Bisa jadi bukan hanya warganya yang lelah menghadapi pandemi ini. Tapi juga pemerintah daerahnya. Lelah setelah selama 5 bulan terus menghadapi pandemi yang tak juga reda. Lelah mengingatkan warganya yang ngeyel tak pakai masker.
Saya yakin warga juga legowo. Ketika yang diharapkan mengurusi nasib mereka juga lelah. Yang penting berterus terang. Bukan menyampaikan bahwa telah menanganinya, tapi tidak ada kenyataannya di lapangan.

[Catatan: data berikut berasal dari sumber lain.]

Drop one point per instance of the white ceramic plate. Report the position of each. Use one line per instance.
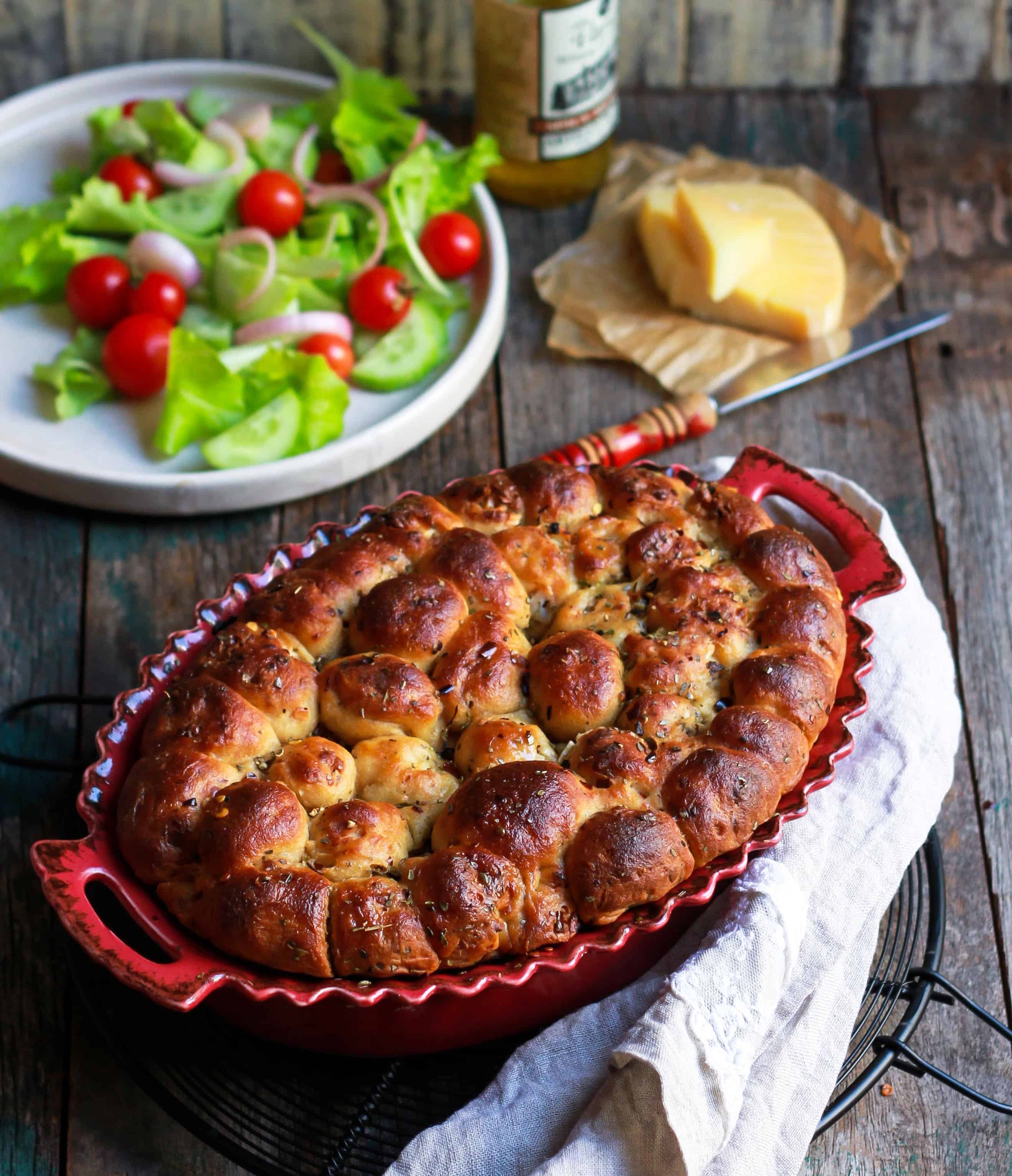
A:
(102, 459)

Warga sadar bahwa virus ini barang gaib. Yang tidak bisa dilihat secara kasat mata. Hanya dengab mata telanjang. Terlihat jika sudah memapar ke dalam tubuh manusia. Baik yang tanpa gejala atau dengan gejala.
Karena itu, yang dibutuhkan adalah keterbukaan. Pemerintah cukup terbuka mengatakan bahwa eh...di lingkunganmu ada kasus positif lho. Maka hati-hati dan bantu mereka agar jenak mengisolasi diri.
Kasus pandemi Covid-19 juga bukan aib bagi para pemimpin kota. Karena itu, gagal mengendalikan juga tidak masalah. Tidak perlu menjadi alat memoles muka dengan seakan-akan telah berhasil mengatasinya.
Kecuali memang sengaja mengambil jalan Donald J Trump dalam mengelola kekuasaannya. Membiarkan warganya banyak yang terpapar dan mati. Bahkan menjadikan pandemi sebagai bagian meningkatkan elektabilitas dirinya.
Jika ini yang terjadi, warga juga tidak bisa berbuat banyak. Paling hanya bergumam: "Eh...Trump's Way ternyata juga merambah di sekitar kita."
Ya sudah. Jaga diri masing-masing saja!